そうして、制度としての天皇は、明白に、主権の存する国民の総意にもとづいて存するのであります。国民が主権を有するということは、国家が主権を有するということとはちがいます。国家の内部において、君主または貴族が主権を有するのではないということを意味するのであります。

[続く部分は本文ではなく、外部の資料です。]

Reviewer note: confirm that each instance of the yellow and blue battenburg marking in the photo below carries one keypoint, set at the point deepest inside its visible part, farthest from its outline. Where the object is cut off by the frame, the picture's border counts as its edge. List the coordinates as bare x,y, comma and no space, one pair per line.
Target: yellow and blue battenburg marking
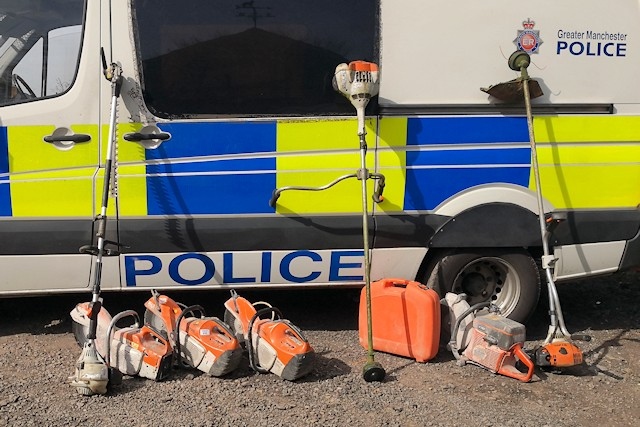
5,188
216,168
447,155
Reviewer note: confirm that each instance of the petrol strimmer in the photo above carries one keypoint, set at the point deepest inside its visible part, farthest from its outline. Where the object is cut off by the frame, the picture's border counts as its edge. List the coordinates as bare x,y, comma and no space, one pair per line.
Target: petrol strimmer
92,374
358,81
204,343
557,350
273,344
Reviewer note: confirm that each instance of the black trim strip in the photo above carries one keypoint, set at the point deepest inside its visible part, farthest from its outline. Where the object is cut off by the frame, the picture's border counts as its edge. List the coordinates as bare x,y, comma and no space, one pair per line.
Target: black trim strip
489,225
505,109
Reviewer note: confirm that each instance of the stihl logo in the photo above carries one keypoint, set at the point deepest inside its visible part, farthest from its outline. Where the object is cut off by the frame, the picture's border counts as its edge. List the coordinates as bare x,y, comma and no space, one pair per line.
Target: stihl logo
363,76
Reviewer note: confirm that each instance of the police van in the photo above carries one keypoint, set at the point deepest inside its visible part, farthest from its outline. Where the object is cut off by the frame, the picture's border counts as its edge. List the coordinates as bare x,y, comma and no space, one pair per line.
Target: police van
225,101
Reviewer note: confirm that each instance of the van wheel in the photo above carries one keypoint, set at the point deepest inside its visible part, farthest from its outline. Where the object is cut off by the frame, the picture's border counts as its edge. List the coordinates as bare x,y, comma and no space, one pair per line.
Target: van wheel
509,278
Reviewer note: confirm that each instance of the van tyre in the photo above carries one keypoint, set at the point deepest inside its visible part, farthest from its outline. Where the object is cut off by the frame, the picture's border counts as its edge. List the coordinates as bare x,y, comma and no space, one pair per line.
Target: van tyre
507,277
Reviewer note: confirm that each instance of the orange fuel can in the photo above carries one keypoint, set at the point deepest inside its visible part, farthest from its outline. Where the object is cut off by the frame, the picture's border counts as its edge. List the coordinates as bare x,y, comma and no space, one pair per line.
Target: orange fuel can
405,317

国民主権を承認しながら、その国民の中に天皇が含まれると説くことは、そう説くことの心持、あるいは感情、単純な国民主権といい切るに忍びないというようなお気持は十分理解しうるところでありますが、それは天皇の地位そのものが主権の存する国民の総意にもとづくという根本原理を曖昧ならしめる恐れがあるばかりでなく、さらに政府が表に国民主権主義を唱えながら、裏から昔ながらの天皇主権主義を忍びこませようとしているなどと誤解せられ、痛くない腹をさぐられる可能性がありはしないかとおもいます。

したがって、この説明は、理論的にも実際的にも、妥当でないのではないかとおもうのでありますが、いかがでありましょうか。

次に、第五点であります。

国民主権主義の承認を核心とする新憲法は、国体にどういう影響を与えるかということであります。この点は、ただ今、板倉議員から詳細にお尋ねがありましたが、私もややちがった角度から簡単にお伺いしたいとおもいます。

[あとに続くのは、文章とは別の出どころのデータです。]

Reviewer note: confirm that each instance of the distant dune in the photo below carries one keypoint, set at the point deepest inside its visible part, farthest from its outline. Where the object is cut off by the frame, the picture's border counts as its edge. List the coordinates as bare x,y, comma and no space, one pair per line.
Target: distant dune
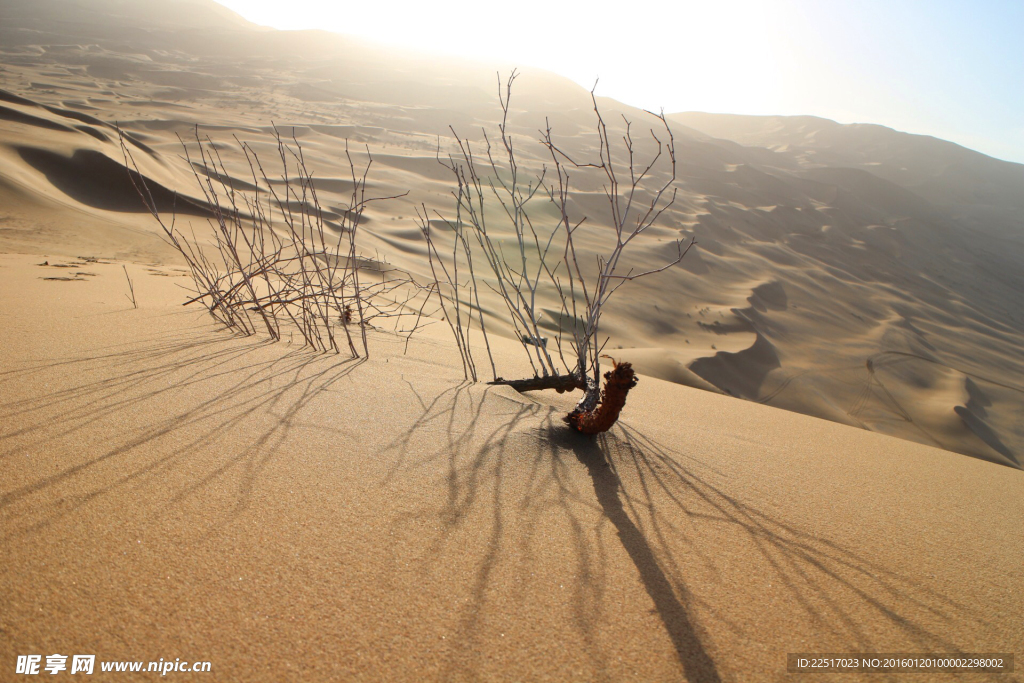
851,272
171,491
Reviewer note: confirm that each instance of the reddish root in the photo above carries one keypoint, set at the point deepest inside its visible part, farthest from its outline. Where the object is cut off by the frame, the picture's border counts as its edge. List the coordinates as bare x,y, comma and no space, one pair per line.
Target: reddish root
617,383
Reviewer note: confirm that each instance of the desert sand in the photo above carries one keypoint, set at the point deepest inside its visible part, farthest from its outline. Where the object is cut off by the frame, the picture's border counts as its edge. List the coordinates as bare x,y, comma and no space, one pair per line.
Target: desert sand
170,489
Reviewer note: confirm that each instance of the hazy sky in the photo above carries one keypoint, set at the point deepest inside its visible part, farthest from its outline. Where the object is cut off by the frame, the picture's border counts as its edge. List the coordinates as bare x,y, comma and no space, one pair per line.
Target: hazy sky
953,70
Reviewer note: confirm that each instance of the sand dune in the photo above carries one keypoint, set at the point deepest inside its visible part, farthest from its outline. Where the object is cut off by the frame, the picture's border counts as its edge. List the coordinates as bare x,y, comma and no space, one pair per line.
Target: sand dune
878,241
383,520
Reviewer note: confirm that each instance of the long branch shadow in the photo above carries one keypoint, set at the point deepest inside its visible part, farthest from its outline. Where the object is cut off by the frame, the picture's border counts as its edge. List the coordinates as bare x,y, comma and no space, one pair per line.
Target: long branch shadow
694,658
229,381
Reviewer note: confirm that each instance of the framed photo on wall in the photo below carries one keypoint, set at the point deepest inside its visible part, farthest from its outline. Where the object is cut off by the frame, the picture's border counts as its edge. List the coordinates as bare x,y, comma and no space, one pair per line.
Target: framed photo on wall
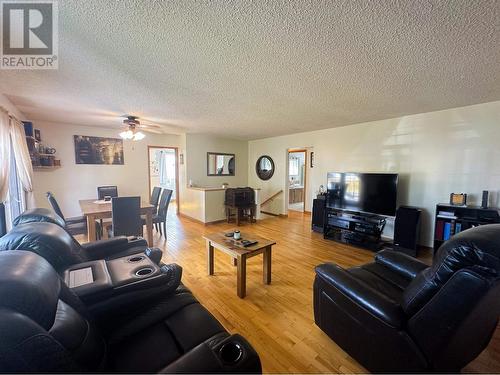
98,150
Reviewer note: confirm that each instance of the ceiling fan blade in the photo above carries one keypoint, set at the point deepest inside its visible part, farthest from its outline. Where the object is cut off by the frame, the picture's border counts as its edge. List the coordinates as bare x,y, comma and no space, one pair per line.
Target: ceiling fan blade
153,131
148,125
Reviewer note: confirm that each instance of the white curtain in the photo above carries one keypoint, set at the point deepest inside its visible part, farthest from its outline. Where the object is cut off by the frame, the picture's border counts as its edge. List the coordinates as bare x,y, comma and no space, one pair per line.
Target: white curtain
4,155
23,160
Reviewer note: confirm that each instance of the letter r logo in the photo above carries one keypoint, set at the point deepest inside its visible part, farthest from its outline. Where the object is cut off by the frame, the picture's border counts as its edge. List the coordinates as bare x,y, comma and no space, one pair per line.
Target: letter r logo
27,28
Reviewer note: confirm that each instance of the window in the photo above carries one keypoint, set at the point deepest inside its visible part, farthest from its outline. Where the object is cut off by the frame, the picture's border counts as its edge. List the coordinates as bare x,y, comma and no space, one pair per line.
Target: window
294,166
15,203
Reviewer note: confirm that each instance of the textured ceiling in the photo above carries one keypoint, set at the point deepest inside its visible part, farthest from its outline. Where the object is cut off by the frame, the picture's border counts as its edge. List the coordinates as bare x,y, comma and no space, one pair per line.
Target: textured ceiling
252,69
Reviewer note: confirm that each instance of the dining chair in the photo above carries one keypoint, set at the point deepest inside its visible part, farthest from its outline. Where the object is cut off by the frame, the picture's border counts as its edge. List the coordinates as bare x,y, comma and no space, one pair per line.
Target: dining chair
126,216
109,190
74,225
160,218
155,197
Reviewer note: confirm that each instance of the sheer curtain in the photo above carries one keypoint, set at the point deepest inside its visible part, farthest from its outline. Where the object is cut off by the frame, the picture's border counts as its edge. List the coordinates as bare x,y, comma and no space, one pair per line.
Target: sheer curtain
4,154
23,160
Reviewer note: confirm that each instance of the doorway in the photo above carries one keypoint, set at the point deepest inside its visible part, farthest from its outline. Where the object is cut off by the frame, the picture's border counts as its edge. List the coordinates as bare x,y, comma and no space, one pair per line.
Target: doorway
297,179
163,171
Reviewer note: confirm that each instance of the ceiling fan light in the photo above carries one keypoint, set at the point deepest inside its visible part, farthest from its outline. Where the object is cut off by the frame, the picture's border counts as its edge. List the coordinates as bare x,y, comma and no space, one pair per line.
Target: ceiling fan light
128,134
138,136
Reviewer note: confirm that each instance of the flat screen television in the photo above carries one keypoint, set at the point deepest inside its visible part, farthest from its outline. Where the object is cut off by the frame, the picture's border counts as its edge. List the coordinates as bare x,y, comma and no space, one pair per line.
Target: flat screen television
363,192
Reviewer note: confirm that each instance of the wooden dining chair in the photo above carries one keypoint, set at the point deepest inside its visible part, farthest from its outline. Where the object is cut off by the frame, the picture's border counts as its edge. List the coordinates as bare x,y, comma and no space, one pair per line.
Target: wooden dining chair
155,197
126,217
160,218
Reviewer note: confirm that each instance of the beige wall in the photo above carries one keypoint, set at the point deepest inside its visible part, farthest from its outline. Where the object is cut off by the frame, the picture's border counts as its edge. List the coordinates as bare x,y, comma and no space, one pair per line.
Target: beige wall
6,104
435,154
74,181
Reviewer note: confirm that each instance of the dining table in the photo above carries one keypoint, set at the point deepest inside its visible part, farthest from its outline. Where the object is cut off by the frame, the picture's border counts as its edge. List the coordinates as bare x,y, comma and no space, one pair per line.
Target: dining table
94,210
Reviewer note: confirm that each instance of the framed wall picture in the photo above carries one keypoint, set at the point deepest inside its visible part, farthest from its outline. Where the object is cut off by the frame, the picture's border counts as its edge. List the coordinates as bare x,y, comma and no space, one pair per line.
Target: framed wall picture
38,135
98,150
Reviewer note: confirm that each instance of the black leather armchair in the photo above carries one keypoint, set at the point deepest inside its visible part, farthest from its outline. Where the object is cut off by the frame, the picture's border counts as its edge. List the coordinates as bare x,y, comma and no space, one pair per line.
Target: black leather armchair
46,328
399,315
56,245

国民主権主義を核心とする新憲法が国体にどういう影響をおよぼしたかということは、衆議院で大いに論議せられたところであります。金森国務大臣は、ただ今この壇でおっしゃったような意味に国体という言葉を理解せられ、その意味の国体は、この憲法改正によって、少しも変っていないと説明しておられます。

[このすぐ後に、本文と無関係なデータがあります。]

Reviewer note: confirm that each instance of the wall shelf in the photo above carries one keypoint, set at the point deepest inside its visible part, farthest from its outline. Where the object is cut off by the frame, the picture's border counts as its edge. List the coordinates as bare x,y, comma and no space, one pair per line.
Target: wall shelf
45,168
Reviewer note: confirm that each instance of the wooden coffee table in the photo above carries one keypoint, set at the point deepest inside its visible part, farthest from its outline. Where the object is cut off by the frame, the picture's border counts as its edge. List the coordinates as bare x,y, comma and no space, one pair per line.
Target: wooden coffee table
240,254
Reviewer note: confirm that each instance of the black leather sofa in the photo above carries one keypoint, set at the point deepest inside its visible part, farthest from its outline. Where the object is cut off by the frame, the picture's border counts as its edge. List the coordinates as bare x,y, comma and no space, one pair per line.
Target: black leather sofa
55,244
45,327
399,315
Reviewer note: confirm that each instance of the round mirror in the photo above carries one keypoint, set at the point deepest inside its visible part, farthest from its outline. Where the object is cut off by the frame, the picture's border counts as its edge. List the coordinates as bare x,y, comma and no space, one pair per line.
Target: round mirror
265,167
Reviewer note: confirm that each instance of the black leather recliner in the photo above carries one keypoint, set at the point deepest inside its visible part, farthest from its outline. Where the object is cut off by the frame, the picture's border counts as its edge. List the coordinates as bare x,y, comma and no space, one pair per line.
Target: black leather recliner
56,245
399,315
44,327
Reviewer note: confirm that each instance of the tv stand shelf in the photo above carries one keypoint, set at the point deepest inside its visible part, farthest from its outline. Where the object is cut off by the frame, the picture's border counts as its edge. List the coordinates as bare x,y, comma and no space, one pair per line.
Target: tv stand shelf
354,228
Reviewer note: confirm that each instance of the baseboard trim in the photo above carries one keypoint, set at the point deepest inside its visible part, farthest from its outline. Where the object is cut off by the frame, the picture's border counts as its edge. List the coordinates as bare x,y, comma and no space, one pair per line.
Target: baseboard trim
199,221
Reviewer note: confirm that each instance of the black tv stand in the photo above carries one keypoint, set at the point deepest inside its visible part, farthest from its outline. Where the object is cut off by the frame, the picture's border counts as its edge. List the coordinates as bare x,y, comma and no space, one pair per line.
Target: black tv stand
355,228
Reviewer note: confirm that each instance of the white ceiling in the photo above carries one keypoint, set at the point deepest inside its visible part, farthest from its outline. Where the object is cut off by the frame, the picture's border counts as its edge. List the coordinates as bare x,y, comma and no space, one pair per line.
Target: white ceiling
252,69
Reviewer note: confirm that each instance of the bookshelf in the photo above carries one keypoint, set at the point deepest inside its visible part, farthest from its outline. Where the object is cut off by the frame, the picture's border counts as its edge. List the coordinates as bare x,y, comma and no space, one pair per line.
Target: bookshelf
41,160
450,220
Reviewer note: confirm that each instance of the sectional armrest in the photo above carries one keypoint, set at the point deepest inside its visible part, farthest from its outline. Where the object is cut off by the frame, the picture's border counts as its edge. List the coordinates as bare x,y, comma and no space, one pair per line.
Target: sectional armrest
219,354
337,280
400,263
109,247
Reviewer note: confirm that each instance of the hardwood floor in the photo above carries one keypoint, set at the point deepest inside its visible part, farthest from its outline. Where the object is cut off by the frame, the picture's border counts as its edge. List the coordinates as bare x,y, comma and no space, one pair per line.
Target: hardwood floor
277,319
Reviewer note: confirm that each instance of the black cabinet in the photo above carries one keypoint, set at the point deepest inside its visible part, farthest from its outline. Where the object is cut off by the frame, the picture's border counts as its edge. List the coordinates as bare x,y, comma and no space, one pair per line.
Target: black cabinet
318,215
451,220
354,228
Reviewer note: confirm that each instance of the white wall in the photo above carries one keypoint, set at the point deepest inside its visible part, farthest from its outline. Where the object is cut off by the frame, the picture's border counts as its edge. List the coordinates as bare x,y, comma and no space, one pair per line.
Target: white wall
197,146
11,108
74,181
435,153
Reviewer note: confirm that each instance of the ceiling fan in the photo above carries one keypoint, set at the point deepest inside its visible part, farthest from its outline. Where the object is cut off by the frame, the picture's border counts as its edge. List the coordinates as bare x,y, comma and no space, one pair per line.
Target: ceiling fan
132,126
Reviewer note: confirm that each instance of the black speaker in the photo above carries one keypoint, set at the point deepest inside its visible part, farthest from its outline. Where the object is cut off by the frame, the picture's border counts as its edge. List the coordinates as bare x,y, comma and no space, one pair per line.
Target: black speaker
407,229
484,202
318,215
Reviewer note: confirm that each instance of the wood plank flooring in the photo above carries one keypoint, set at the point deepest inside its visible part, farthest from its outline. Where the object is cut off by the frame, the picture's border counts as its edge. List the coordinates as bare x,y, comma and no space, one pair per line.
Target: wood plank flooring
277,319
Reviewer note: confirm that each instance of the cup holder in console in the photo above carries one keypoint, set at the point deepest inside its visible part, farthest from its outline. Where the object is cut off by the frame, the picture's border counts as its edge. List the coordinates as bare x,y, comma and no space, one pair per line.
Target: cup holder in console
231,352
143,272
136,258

この説明は、さきほどの板倉議員のお言葉どおりに、私も賛成いたします。しかし、ここで問題と私がいたしますのは、そういう意味の国体でなくて、従来わが国法上、国体とせられて来たものが変ったかどうかということであります。

国体という言葉が学者によってどう用いられて来たか、あるいはそれは正しくはむしろ政体として呼ぼるべきではなかったかというような問題は、しばらく別といたします。ここでは、成文法により、あるいは政府により、公式に、公に用いられた国体の概念を問題といたします。国体という言葉が成文法に現れましたのは、おそらく治安維持法が最初でありましょう。ところで、治安維持法にいわゆる国体とは何を意味するかについて、ちょうど今朝ほどの朝日新聞に出ておりましたように、大審院はこう説明しております。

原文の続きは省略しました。